I experienced that episode (i.e. San Diego City Schools under Bersin) as a professor of education in San Diego. It was a disturbing time, as Dr. Ravitch has described. I worked under a dean who was “all in” with Bersin, took millions from the charter-backers, and established a principal-preparation program that turned out dozens of teacher and counselor disrespectors and naive folks who had drunk the Kool aid of the Bersin/Alvarado regime. Eventually, the program was brought to its knees, thankfully. One sad and telling element in all this was the wedge driven between this university’s school of education and local teachers’ unions. As in so many other social and professional domains in most parts of the country, the divide between faculty who did not see public school teachers and teacher unions as the enemy and those who had jumped onboard the charter train was widened. In years of reflection on the whole experience I have come to the conclusion that the rebuilding of public education needs to take place alongside the reconstruction of new approaches to strengthening civic literacy and civic competence. We shall see how it all plays out in the aftermath of the pandemic.
reading charter-backers as Charter Bankers.

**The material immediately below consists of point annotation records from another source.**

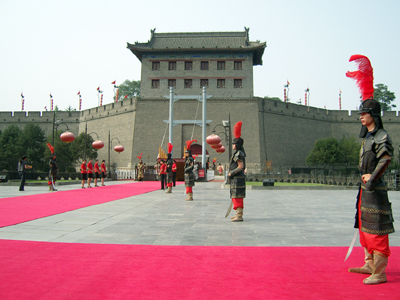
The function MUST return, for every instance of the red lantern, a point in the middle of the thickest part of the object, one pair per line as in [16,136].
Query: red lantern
[119,148]
[221,150]
[213,139]
[67,137]
[98,144]
[216,146]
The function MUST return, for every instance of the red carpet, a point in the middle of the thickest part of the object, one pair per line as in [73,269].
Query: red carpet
[16,210]
[41,270]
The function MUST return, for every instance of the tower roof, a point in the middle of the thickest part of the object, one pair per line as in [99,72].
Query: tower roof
[200,41]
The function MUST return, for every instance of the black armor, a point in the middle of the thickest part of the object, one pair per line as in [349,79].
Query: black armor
[169,170]
[376,210]
[238,178]
[189,175]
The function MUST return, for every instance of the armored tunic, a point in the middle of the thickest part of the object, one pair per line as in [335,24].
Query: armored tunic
[189,175]
[376,210]
[238,180]
[169,171]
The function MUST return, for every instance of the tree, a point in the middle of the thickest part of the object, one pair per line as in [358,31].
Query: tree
[129,89]
[10,148]
[384,96]
[33,141]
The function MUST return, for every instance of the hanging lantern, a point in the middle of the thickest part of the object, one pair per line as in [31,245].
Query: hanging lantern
[221,150]
[67,137]
[216,146]
[119,148]
[213,139]
[98,144]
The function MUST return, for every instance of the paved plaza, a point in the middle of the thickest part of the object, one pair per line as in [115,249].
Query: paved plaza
[272,217]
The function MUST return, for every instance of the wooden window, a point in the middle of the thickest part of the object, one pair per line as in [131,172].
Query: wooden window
[172,65]
[188,65]
[221,65]
[204,65]
[220,83]
[172,83]
[155,83]
[188,83]
[237,83]
[155,66]
[237,65]
[203,82]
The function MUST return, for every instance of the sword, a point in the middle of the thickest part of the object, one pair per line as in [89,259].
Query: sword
[351,245]
[229,209]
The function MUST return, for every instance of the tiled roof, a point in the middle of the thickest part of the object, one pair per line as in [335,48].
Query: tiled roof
[195,41]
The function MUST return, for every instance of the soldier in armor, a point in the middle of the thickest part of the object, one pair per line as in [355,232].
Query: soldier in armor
[236,173]
[374,217]
[169,163]
[189,175]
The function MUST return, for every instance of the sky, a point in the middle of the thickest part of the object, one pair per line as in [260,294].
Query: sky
[63,47]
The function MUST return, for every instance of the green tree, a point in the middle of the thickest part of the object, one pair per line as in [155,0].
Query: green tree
[129,89]
[349,150]
[384,96]
[325,151]
[10,148]
[33,141]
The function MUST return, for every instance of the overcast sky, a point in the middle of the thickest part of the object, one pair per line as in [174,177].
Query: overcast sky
[62,47]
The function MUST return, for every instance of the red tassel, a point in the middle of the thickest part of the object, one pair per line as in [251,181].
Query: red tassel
[237,130]
[364,76]
[189,144]
[51,148]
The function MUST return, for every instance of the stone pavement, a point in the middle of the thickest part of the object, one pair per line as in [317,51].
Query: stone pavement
[271,218]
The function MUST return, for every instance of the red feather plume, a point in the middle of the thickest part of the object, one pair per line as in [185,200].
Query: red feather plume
[364,76]
[170,146]
[51,148]
[237,130]
[189,144]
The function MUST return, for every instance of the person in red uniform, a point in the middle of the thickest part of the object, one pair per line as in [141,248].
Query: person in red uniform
[96,172]
[90,172]
[83,173]
[174,169]
[163,173]
[103,172]
[374,218]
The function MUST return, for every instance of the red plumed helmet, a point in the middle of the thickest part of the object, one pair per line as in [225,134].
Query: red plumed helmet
[170,146]
[364,76]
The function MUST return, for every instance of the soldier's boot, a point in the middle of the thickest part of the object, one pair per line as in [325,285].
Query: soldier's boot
[190,197]
[379,270]
[239,215]
[368,267]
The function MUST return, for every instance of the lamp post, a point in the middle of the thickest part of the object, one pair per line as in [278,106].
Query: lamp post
[109,151]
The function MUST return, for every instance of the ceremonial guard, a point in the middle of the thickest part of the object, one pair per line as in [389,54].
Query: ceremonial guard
[140,169]
[374,218]
[169,164]
[236,173]
[53,169]
[189,176]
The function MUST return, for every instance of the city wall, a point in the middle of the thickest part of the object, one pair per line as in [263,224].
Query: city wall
[283,133]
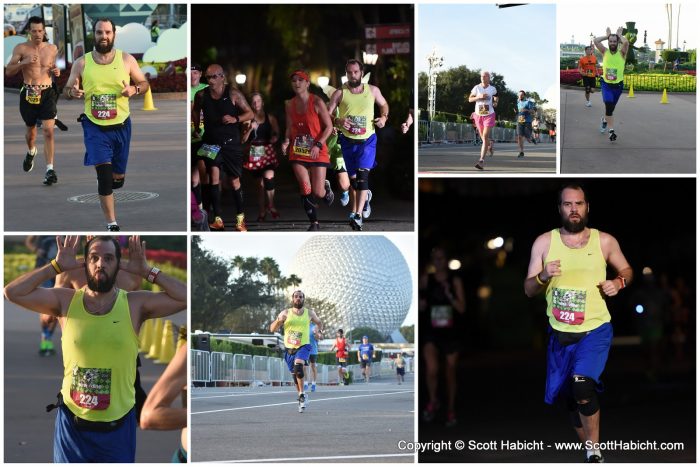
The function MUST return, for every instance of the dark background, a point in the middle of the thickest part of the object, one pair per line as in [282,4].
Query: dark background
[650,375]
[268,42]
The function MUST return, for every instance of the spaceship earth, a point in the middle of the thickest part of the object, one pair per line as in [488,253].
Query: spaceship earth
[354,281]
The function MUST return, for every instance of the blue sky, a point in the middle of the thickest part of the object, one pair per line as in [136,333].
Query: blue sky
[518,43]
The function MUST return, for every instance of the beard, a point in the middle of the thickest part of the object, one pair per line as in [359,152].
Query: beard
[103,49]
[99,282]
[575,227]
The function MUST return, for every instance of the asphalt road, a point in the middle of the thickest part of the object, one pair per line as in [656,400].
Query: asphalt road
[457,159]
[356,423]
[31,383]
[653,138]
[157,165]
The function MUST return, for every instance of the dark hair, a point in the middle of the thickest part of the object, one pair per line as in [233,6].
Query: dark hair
[105,20]
[36,20]
[353,61]
[104,238]
[571,186]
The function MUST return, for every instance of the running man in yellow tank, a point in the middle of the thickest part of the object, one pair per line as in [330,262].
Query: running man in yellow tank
[96,419]
[297,321]
[569,264]
[105,74]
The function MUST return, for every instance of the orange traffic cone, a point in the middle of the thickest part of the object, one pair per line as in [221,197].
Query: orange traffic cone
[148,101]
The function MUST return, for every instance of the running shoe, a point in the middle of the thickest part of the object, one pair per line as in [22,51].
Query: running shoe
[218,224]
[329,196]
[356,222]
[367,209]
[240,223]
[28,163]
[345,198]
[50,178]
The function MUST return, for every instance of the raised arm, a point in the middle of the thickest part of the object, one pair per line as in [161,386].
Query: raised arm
[26,290]
[157,413]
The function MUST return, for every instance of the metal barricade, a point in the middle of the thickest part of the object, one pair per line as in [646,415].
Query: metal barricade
[222,367]
[242,368]
[200,366]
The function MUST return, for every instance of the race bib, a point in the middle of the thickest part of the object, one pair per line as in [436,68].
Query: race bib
[569,305]
[256,153]
[103,106]
[358,124]
[302,145]
[441,316]
[294,338]
[33,95]
[611,74]
[209,150]
[90,387]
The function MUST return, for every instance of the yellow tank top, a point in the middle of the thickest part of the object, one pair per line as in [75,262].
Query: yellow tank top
[574,301]
[360,109]
[296,329]
[613,67]
[104,104]
[99,360]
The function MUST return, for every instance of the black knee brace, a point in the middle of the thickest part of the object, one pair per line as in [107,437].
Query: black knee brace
[299,370]
[104,179]
[609,108]
[362,179]
[584,390]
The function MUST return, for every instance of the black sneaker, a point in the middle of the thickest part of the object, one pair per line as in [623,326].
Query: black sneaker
[50,177]
[28,163]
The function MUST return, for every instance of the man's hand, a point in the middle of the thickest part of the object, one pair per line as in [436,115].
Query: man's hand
[67,248]
[551,269]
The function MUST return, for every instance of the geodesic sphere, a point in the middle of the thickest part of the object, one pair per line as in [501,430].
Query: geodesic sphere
[354,281]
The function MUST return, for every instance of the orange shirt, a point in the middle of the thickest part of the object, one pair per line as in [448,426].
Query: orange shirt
[589,64]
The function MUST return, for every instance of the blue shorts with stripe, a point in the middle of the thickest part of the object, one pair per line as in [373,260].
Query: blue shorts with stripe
[587,357]
[358,154]
[107,146]
[302,353]
[72,444]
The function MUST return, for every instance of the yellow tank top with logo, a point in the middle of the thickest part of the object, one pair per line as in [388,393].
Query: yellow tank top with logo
[574,301]
[99,360]
[359,108]
[296,329]
[104,103]
[613,67]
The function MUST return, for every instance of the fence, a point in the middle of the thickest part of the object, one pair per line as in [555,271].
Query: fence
[226,368]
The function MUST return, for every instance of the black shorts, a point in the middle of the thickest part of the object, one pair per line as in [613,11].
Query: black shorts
[44,110]
[229,160]
[589,82]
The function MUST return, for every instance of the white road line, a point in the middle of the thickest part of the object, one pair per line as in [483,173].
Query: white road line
[283,459]
[313,401]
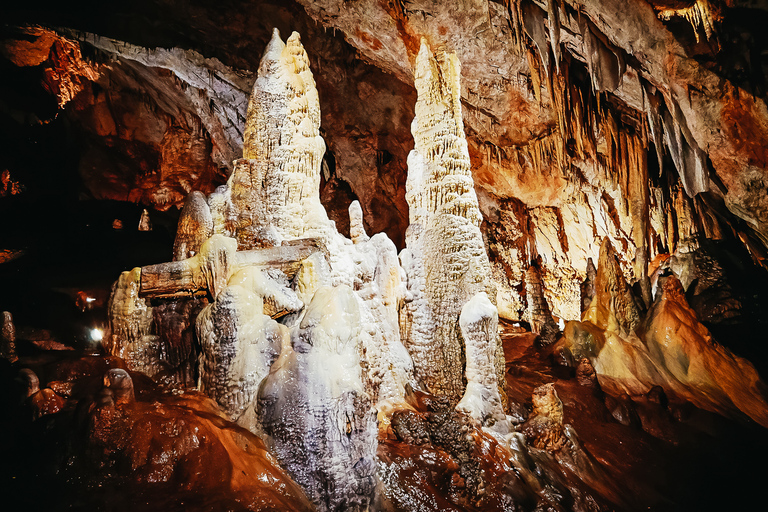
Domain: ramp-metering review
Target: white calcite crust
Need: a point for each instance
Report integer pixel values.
(445, 259)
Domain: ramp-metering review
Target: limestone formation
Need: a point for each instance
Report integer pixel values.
(8, 338)
(277, 180)
(239, 344)
(479, 323)
(588, 286)
(194, 228)
(544, 428)
(145, 223)
(445, 259)
(314, 408)
(130, 325)
(668, 348)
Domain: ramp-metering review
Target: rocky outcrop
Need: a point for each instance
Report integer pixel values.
(668, 347)
(276, 183)
(544, 427)
(445, 259)
(314, 408)
(195, 226)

Chain of power; Alan Berlin to Staci Monreal to Cindy Martin. Union flack Jonathan Mello is the plant in the union who suppresses teacher reactions. They wine and fine and flip their critics. Diane fell for it or was threatened with lawsuits and other fixer moves.
Susan, I didn’t fall for anything. I first met Cindy Marten in 2007, when she was principal of Central Elementary School. She impressed me then. I have met her for a lunch of tacos many times since then. She attended the NPE annual conference when it was held in Oakland a few years ago. She assisted Carol Burris in her research about charter fraud. She is a friend.